"Sie haben Knut": Höchst amüsanter 80er-Jahre-Film
zuletzt aktualisiert: 28.10.2003 - 14:54Frankfurt/Main (rpo). Die 80er Jahre werden allmählich interessant. Nach "Liegen lernen" und "Herr Lehmann" kommt jetzt "Sie haben Knut" in die Kinos, eine wunderbare Tragikomödie, die jene Zeit der inhaltslos gewordenen Politparolen und langwierigen Selbstfindungsbemühungen wieder lebendig werden lässt.
Schon der Anfang führt mitten hinein in die Welt des Jahres 1983. Ingo und Nadja haben sich in die einsame Tiroler Almhütte von Nadjas Eltern zurückgezogen, um ihre Beziehung zu klären. Jedenfalls ist das die Absicht von Ingo, der mit einem verschämt-verschachtelten Monolog ansetzt.
Doch bevor die Beziehungsdiskussion beginnen kann, trifft die Vorhut einer Volleyballgruppe in der Hütte ein. Es sind die Freunde von Nadjas Bruder Knut, die zum Skifahren gekommen sind. Ingos Einwände werden lässig abgewehrt: "Wir verstehen uns bestimmt." Doch Nadja sieht in unangekündigten Gruppe eine willkommene Ablenkung, und für Ingo wird es noch schwieriger, mit Nadja klarzukommen. Nach und nach treffen Knuts Freunde ein, nur Knut selbst nicht. In die Vorbereitungen zur ersten Pistenabfahrt platzt die schlimme Nachricht: "Sie haben Knut."

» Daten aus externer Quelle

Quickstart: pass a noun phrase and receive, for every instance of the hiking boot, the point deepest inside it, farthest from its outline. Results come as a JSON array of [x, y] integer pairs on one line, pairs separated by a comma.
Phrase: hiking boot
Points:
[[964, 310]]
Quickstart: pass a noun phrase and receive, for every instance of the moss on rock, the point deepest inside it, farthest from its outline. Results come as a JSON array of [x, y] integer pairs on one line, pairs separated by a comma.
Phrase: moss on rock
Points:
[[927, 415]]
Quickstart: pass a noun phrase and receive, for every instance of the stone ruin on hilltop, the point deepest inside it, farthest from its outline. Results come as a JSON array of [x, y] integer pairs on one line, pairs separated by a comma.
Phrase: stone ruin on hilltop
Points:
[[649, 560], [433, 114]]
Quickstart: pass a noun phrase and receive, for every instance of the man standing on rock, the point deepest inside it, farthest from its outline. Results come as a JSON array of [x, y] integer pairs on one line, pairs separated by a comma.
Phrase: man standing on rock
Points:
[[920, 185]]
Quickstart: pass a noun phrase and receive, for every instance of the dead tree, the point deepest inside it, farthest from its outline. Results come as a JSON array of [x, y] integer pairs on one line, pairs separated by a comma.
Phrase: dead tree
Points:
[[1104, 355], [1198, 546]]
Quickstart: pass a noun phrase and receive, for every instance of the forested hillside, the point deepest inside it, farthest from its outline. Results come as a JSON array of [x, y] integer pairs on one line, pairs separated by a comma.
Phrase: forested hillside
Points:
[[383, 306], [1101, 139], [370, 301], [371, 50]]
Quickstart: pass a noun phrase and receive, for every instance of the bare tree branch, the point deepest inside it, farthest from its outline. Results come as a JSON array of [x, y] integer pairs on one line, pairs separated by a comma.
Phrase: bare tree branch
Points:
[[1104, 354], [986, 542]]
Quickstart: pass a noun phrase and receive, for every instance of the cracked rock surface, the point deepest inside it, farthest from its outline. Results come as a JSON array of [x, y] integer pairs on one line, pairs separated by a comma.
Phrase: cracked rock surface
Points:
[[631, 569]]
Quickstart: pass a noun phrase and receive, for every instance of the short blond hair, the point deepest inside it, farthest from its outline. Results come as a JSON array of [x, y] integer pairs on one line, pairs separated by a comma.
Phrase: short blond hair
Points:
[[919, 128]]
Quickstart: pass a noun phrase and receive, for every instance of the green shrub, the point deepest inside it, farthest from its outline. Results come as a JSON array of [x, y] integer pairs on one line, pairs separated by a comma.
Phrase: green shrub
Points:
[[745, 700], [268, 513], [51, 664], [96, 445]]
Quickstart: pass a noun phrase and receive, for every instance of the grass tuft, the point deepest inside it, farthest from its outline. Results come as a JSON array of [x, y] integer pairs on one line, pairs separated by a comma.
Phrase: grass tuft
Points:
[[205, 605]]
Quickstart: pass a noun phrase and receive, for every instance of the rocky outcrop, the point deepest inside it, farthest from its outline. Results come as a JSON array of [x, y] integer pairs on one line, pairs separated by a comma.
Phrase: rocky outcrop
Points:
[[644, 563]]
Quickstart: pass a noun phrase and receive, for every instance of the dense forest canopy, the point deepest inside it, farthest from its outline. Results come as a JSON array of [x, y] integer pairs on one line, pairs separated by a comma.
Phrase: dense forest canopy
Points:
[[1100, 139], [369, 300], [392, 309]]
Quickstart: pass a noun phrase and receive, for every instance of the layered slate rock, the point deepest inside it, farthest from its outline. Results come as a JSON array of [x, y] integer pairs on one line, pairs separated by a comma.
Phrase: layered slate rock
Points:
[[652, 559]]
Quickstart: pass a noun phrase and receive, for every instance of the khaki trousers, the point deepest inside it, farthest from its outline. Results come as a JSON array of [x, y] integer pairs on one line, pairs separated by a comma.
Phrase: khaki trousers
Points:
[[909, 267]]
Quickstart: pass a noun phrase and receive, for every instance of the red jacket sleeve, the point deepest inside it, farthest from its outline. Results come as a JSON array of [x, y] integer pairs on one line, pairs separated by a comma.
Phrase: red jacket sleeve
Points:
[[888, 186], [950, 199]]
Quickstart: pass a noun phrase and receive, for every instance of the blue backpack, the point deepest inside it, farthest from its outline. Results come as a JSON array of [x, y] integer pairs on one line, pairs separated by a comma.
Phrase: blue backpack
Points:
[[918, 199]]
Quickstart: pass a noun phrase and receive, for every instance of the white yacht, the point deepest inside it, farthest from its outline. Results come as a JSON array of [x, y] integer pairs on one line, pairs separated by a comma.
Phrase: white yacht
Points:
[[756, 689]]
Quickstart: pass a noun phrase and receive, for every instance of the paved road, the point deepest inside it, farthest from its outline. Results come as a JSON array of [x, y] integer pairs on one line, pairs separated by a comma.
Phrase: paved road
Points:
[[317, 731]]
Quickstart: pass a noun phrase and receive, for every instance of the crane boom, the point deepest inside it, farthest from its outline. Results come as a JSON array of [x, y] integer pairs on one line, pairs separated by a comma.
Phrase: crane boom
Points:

Der Politaktivist Knut ist verhaftet worden, mehr weiß man nicht. Dennoch ist man sich sicher, ihm könnte Isolationshaft drohen. Im Zwiespalt, den Urlaub abzubrechen, um vor Ort zu demonstrieren, oder dazubleiben, "um irgendwas in Knuts Sinne auf die Beine zu stellen", entscheidet sich die Gruppe fürs Bleiben.
Am späten Nachmittag leitet Wolfgang die Versammlungen, in denen ein bisschen palavert wird. Wolfgang, der vom Drehbuchautor Daniel Nocke gespielt wird, ist ein später 68er ohne Elan. Um andere mitzureißen, fehlt ihm einfach die Substanz.
Ein durch und durch bewundernswerter Film
Daniel Nocke und Regisseur Stefan Krohmer haben die frühen 80er Jahre als Kinder erlebt, ebenso alt wie die beiden Jungen im Film, die die Erwachsenen genau beobachten. Sie zeigen eine Generation, die nicht mehr so recht an die politischen Überzeugungen ihrer Vorgänger glauben kann. Den tatsächlich stattfindenden gesellschaftlichen Veränderungen steht sie konzeptionslos gegenüber, was sie sich aber nicht eingestehen will. Stattdessen werden private Freiheiten in Selbsterfahrung und Selbstverwirklichung ausgelotet.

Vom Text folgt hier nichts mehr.